MLA for Halifax Citadel
- In office 1998–1999
- Preceded by: Ed Kinley
- Succeeded by: Jane Purves

Personal details
- Born: 1944 (age 81–82)
- Party: NDP

= Peter Delefes =

Canadian politician

Peter Delefes is a Canadian politician. He represented the electoral district of Halifax Citadel in the Nova Scotia House of Assembly from 1998 to 1999 as a member of the Nova Scotia New Democratic Party.
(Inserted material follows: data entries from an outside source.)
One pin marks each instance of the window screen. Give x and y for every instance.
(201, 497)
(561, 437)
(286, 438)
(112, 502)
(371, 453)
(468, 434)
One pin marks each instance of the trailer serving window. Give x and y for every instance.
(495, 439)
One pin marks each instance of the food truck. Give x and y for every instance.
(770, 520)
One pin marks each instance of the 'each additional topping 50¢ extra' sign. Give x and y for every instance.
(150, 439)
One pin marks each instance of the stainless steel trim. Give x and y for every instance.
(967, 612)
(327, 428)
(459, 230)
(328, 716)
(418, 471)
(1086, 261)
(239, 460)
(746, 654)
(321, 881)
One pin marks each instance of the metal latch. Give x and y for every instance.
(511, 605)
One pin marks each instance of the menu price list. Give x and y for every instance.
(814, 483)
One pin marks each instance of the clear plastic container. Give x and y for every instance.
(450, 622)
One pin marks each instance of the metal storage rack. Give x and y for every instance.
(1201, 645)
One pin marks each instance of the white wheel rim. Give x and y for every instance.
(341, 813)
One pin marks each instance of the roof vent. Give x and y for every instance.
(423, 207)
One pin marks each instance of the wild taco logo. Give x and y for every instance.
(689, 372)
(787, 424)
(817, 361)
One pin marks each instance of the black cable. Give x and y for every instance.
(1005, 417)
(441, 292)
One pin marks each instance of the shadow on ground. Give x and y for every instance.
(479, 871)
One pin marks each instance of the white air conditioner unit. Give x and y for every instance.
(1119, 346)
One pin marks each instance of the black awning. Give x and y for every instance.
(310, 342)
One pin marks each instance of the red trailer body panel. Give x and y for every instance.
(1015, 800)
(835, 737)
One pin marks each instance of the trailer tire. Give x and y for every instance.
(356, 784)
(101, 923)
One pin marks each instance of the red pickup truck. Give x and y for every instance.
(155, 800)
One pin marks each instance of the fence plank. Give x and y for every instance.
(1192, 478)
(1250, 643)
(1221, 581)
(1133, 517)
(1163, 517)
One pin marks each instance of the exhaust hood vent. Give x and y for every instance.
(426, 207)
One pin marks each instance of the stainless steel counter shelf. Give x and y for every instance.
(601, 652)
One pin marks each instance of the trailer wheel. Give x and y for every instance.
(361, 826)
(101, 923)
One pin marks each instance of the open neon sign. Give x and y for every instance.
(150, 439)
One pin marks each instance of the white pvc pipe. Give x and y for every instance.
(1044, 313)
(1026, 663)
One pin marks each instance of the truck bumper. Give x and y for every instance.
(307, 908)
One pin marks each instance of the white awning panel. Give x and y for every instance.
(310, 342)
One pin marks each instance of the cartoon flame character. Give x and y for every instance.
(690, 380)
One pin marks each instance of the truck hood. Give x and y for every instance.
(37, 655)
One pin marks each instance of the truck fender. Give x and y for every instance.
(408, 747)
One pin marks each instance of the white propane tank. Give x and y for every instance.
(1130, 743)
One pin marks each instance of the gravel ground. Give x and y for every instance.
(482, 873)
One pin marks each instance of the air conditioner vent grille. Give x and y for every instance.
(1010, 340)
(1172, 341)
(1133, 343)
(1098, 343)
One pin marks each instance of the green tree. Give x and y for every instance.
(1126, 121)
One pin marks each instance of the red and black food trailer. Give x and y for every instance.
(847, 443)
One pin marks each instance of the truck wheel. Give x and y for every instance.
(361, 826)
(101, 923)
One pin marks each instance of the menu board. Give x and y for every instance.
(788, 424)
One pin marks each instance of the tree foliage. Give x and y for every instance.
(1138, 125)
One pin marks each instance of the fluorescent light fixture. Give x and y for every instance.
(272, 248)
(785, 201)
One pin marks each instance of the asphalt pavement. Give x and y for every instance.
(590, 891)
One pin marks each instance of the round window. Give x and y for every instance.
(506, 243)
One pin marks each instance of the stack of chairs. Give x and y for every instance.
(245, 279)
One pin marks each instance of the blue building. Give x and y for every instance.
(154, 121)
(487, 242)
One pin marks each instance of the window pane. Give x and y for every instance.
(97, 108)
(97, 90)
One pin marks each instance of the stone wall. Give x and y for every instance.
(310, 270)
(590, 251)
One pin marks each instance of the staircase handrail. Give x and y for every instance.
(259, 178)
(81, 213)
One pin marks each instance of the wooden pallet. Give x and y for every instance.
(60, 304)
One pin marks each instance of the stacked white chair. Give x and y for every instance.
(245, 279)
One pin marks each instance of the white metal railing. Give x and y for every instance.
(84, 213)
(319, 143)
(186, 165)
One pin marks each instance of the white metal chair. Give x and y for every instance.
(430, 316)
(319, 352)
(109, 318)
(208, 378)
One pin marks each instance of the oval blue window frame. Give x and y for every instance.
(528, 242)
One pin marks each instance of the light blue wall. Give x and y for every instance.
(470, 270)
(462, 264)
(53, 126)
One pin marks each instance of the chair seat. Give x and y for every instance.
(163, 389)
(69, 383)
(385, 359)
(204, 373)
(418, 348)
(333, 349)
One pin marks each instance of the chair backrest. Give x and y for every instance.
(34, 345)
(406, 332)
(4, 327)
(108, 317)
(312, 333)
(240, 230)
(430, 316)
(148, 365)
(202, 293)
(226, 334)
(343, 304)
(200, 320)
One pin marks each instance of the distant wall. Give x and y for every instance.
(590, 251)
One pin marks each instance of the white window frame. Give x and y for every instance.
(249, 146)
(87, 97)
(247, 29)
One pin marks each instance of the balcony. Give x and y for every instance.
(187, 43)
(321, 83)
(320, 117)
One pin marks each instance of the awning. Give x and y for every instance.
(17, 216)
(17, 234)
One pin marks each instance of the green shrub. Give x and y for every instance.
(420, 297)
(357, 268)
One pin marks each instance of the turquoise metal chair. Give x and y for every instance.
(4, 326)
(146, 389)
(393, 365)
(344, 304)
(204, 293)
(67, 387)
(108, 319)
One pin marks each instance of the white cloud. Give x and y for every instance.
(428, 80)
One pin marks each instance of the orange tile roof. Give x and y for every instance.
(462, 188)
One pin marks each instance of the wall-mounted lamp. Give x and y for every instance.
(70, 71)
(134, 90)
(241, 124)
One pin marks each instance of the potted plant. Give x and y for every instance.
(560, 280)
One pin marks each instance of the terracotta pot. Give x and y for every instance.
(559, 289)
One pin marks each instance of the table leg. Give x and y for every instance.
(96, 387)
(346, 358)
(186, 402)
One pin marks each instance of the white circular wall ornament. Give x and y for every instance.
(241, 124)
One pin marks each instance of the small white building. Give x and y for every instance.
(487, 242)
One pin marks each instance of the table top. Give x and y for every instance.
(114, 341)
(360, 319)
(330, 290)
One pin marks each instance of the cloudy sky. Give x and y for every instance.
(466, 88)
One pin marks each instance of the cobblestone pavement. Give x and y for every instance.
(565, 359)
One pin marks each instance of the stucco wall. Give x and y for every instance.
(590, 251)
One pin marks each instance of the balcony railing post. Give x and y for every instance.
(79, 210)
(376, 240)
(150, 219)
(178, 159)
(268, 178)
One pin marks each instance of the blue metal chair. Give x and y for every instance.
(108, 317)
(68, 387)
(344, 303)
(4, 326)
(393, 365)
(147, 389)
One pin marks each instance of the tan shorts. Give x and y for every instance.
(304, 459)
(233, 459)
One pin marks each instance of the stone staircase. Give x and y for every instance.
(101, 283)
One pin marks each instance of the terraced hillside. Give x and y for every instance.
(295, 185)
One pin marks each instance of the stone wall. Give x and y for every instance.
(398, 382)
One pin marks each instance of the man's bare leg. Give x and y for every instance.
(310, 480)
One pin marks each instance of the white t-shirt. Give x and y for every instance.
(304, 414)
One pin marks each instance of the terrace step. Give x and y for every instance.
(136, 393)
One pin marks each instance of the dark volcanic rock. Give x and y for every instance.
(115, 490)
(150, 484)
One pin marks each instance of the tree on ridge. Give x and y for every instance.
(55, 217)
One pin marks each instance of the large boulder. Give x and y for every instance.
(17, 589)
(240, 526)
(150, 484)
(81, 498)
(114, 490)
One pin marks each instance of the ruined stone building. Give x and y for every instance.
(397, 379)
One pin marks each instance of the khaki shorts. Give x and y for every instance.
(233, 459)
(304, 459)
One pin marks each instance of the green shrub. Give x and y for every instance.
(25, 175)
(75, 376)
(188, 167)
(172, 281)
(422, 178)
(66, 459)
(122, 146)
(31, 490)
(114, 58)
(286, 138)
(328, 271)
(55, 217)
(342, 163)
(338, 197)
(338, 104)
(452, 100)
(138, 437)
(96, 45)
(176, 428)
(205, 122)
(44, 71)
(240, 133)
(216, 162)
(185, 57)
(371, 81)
Delefes is a life-long resident of the South End neighbourhood of Halifax, Nova Scotia. A graduate of Dalhousie University, Delefes is a retired school principal. He was an active member of the Nova Scotia Teachers Union, serving as president of the Halifax Local. He also served as President of the Heritage Trust of Nova Scotia.

Delefes attempted to enter provincial politics in 1997, but lost to Liberal Ed Kinley by 165 votes in a byelection for the Halifax Citadel riding. He ran again in 1998, and appeared to defeat Kinley by 125 votes on election night, however, there was some confusion over the calculation of poll results and the margin of victory was reduced to 40 when official results were announced. A judicial recount was held on April 14, and Delefes was officially declared elected by 37 votes.

In the 1999 election, Delefes and Kinley ran against each other for the third time in 19 months, but Progressive Conservative Jane Purves won the seat, defeating Delefes by 434 votes. Delefes tried to regain the seat in the 2003 election, but both he and Purves were defeated by Liberal leader Danny Graham.